Durante los dos días que Jesús pasó con los samaritanos, estos recibieron la semilla de la verdad y por eso dijeron a la mujer: «ya no es a causa de lo que nos has dicho que creemos en él, lo hemos oído nosotros mismos y sabemos que él es el salvador del mundo, el Cristo». (Juan IV, 42).
El alma humana, llamada aquí samaritana, es el receptáculo que contiene la quintaesencia de todas las experiencias vividas en nuestras diversas existencias. Cuando reconoce y acepta una más alta expresión de la divinidad, representada por Cristo, convierte a su obediencia a todo nuestro «pueblo celular» de tendencias internas, las cuales van al encuentro del Maestro, es decir, van al centro en que se encuentra nuestro maestro interno, allí oyen su voz y ya no es condicionado por el pasado, por sus experiencias anteriores, por su alma, que obedecen y siguen al Maestro, sino porque lo reconocen como tal. El Maestro siempre se reconoce; lo difícil es encontrarlo, pero cuando el alma humana revela el lugar en que se encuentra, todos van y dicen: «En efecto, el salvador de nuestro mundo, la solución de todos nuestros problemas está ahí, es él«.

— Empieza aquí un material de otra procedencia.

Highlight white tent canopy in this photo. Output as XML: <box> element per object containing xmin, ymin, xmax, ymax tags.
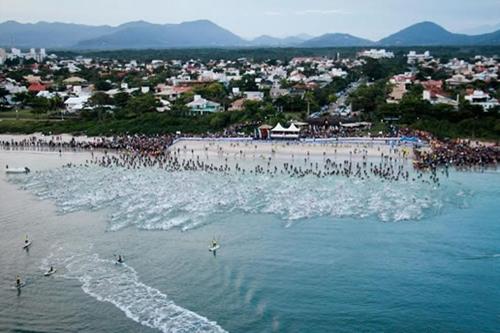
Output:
<box><xmin>287</xmin><ymin>124</ymin><xmax>300</xmax><ymax>132</ymax></box>
<box><xmin>271</xmin><ymin>123</ymin><xmax>285</xmax><ymax>132</ymax></box>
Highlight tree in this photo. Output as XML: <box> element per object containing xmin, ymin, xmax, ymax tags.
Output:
<box><xmin>113</xmin><ymin>92</ymin><xmax>130</xmax><ymax>108</ymax></box>
<box><xmin>89</xmin><ymin>91</ymin><xmax>112</xmax><ymax>106</ymax></box>
<box><xmin>95</xmin><ymin>80</ymin><xmax>113</xmax><ymax>91</ymax></box>
<box><xmin>126</xmin><ymin>94</ymin><xmax>158</xmax><ymax>114</ymax></box>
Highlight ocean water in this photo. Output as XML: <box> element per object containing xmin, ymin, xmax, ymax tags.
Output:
<box><xmin>0</xmin><ymin>152</ymin><xmax>500</xmax><ymax>332</ymax></box>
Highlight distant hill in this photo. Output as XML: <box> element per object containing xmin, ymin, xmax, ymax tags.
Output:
<box><xmin>377</xmin><ymin>22</ymin><xmax>500</xmax><ymax>46</ymax></box>
<box><xmin>250</xmin><ymin>34</ymin><xmax>312</xmax><ymax>46</ymax></box>
<box><xmin>0</xmin><ymin>20</ymin><xmax>500</xmax><ymax>50</ymax></box>
<box><xmin>0</xmin><ymin>21</ymin><xmax>116</xmax><ymax>48</ymax></box>
<box><xmin>300</xmin><ymin>33</ymin><xmax>374</xmax><ymax>47</ymax></box>
<box><xmin>74</xmin><ymin>20</ymin><xmax>245</xmax><ymax>49</ymax></box>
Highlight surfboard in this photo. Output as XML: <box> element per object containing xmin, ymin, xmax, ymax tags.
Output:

Si así sucede en lo interno también en el exterior estas cosas sucederán. Es decir, cuando en nuestra alma ha penetrado la fuerza crística, expulsando de ella a los «maridos«, a las voluntades anteriores, sentimos la necesidad de proclamar la noticia a los que nos rodean. Esta proclamación no se hace a grito pelado, ya que, como hemos visto anteriormente, vivir en Cristo no es un modo de hacer, sino un modo de ser. La proclamación se efectúa con el comportamiento: es la nueva forma de comportarnos, la que incita a quienes nos rodean a efectuar el camino que los separa de Cristo, abandonando la ciudad psíquica en que viven para ir al pozo de Jacob.